- Internet & the Web
The Risks of Car Sharing for Renters and Owners
Car sharing is increasing in popularity, with programs like Relay Rides and Zip Car becoming nation wide phenomena. A number of websites have popped up to help you share your car without becoming a taxi driver a la Uber or Lyft.
Car sharing promises an income stream to car owners, environmental benefits for users and financial savings for everyone. However, there are a number of risks that both car borrowers and car lenders are not taking fully into account.
The Risks of Car Sharing for Borrowers
- The cost per hour for rending a car is sometimes higher than the rental car rate at national chains. The daily car rental rate is typically higher than the rental car rate from a national car rental chain.
- Mistreating a vehicle or leaving it a mess will hurt your reputation in the community, not just result in fines from the rental place.
- Rental cars at businesses have more flexible pick up times and drop off times. For example, a business is more likely to have someone available at 5 AM or 9 PM for a car pick up.
- Car sharing programs are still an evolving market, with local websites competing with large programs. A new car sharing service has a good chance of not being in existence in a year, whether bought out or absorbed into another program.

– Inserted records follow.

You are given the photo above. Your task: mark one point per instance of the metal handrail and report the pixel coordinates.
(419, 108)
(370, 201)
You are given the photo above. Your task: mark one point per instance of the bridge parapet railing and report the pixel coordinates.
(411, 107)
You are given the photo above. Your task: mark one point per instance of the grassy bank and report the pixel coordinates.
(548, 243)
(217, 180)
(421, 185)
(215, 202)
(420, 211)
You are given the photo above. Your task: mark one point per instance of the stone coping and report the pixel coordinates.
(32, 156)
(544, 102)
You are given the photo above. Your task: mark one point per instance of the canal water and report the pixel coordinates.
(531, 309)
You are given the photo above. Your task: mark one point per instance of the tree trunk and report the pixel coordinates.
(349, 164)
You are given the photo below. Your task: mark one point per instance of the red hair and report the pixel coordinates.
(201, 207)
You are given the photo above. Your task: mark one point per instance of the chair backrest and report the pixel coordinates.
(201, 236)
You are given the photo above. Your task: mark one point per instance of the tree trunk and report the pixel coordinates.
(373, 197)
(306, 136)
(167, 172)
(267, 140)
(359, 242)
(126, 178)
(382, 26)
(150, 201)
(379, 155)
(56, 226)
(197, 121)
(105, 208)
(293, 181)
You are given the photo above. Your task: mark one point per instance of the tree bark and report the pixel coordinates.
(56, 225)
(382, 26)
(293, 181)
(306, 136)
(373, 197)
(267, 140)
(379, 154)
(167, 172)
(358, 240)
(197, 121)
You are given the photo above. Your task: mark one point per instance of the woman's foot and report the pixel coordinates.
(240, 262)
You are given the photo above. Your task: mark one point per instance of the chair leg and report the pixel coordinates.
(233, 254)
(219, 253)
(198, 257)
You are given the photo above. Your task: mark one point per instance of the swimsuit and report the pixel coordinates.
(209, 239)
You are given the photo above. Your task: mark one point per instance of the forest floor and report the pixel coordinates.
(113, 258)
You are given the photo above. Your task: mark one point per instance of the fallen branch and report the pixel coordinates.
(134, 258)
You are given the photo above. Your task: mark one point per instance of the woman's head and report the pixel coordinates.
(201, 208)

- Personal cars for rent are either underutilized or the owner is desperate to make the payments. In either case, these vehicles are less likely to be well maintained than a corporate rental car. Furthermore, if the vehicle does break down, the car’s owner is unlikely to pick you up and take you to your destination – though Hertz probably would. However, some car sharing programs like Zip Car do include roadside assistance.
The Risks of Car Sharing for Vehicle Owners
- Many auto insurers do not allow you to rent out your car. They are insuring you, and they may cover someone you lend the car to once in a while. However, most car insurance policies do not cover accidents when you are renting out your personal vehicle to someone else, whether as part of a car rental program or letting someone else take over the payments and drive it.
- If the borrower has the vehicle seized for DUI or carrying drugs in it, you’ll have a hard time getting it back. There has already been precedence in someone letting a person test drive a car getting the car impounded. As the owner, you’ll have to pay the impound fees to get it back. Police in many states have the right to keep and then sell at a profit the vehicles involved in drug crimes, even if the vehicle was not driven by its rightful owner.
- As a private individual, it is unlikely that you the car owner or the car sharing service have checked to see if the borrower is driving with a suspended license or under a mandate to only use a vehicle with an ignition interlock device. Renting your car then becomes a way to get around the court ordered limitations, and risks the impounding of your vehicle. Individuals generally don’t have the resources to screen potential renters except through reputations online.
- Red light tickets by traffic cameras are mailed to you, not the person who drove your car.
- Car seats and booster seats may be removed and put in the back when someone else is driving the vehicle. You cannot assume that they are correctly re-installed when the car is returned.
- The person driving the car will have to pay cash to get through a toll both, unless you have an RFID toll tag. If there is a toll tag, you’ll have to pay the tolls charged to your account. Unless you specify in the contract that the person has to pay the tolls they rack up, you’re stuck with the bill.
- Legally, you owe income taxes on the rental income from your vehicle.
- If the borrower loses the car, you’ll have problems finding it unless you have GPS or a built in locator.
- The borrower typically isn’t required to fill up the vehicle before returning it. The cost of the gas they used will offset the rental income you receive.